Johann Gutenberg’s Bible, the first real book to be printed (in Latin) using the technique of printing (movable type) which Gutenberg invented in the 1450s, was initially owned by the Benedictine monastery, S. Jacobus in Würzburg, Franconia. There are copies on paper and copies on velum.
There are 48 known copies of the Book of which 6 are in Great Britain. The British Museum owns two copies on velum, one was bequeathed to it in 1846 by British politician Thomas Grenville. It was bought at MacCarthy-Reagh's sale in 1817 for 6260 francs which was a fortune for the time.
Apart from the two copies of the Gutenberg Bible in the British Library there are 46 other complete copies of the Bible or substantial fragments worldwide. The country with the most copies is Germany (12), the United States has eleven and the United Kingdom six and not eight as falsely stated by Wikipedia. The Bodleian Library in Oxford has a complete copy printed on paper with a fascinating history. It was given by Erhard Neninger, mayor of Heilbronn, to the local Carmelite monks, probably in 1475. In 1633, during the Thirty Years War, they handed it over to the Swedish general Axel Oxenstierna (1583-1654), in order to buy off the army. The Bodleian Library bought it in 1793 for £100 from the French cardinal Étienne Charles de Loménie de Brienne.
There is a copy in Cambridge University Library. It has been digitalised, and is accessible from within Cambridge University. This copy is of special interest because, around 1469, Heinrich Eggestein, a printer in Strasbourg, used it for a new edition of the Bible which he produced.
Eton College has a copy on paper, notable for having retained a very early binding, made in the German university city of Erfurt. It is richly decorated, perhaps also in Erfurt.
At Lambeth Palace in London, the palace of the Archbishop of Canterbury, there is a copy of volume 2, printed on vellum.

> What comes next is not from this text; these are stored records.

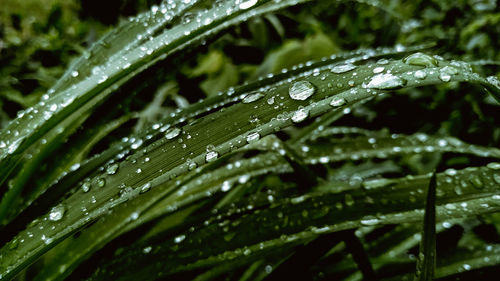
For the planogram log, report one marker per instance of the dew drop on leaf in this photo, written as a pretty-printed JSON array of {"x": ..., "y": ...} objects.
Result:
[
  {"x": 386, "y": 81},
  {"x": 101, "y": 182},
  {"x": 336, "y": 102},
  {"x": 300, "y": 115},
  {"x": 211, "y": 156},
  {"x": 369, "y": 220},
  {"x": 494, "y": 165},
  {"x": 172, "y": 133},
  {"x": 378, "y": 69},
  {"x": 252, "y": 97},
  {"x": 86, "y": 186},
  {"x": 57, "y": 213},
  {"x": 247, "y": 4},
  {"x": 343, "y": 68},
  {"x": 111, "y": 170},
  {"x": 446, "y": 72},
  {"x": 301, "y": 90},
  {"x": 420, "y": 74},
  {"x": 179, "y": 238},
  {"x": 420, "y": 59},
  {"x": 253, "y": 137}
]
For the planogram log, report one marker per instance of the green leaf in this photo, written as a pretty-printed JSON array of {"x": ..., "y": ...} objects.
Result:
[{"x": 427, "y": 257}]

This copy is of great interest as it was decorated in England, very beautifully and very expensively. The Gutenberg Bible was sold out already before printing was finished and it was evidently distributed widely from the earliest days. This may well be the first printed book to have reached England, but its first owner is unknown.
The John Rylands Library in Manchester has a copy on paper. Nothing is known about its early history. Its first recorded owner was George John, second Earl Spencer (1758-1834), ancestor of the late Lady Diana.
The copy now in the National Library of Scotland was acquired by the Advocates' Library, shortly before 1806 from David Steuart, Lord Provost of Edinburgh. It contains splendid South German decoration.
The first copy that attracted attention was discovered about 1760 among the books of the French statesman Cardinal Jules Mazarin. The Bible, printed at Mainz, probably required several years of work; it began in 1452 and was completed not later than 1455 and printed in an edition of about 180 copies. The text of the Bible is Latin. Colored initials and other illuminations were hand drawn after the pages were printed. The Gutenberg Bible lacks many print features that modern readers are accustomed to, such as pagination, word spacing, indentations, and paragraph breaks.In 1978, the General Theological Seminary's Gutenberg Bible was given for sale on auction to Christie's : it sold in New York for $2.2 million. In 1987 an other Gutenberg Bible went for sale from the Carrie Estelle Donehy Foundation and found a buyer for $ 5.9 million.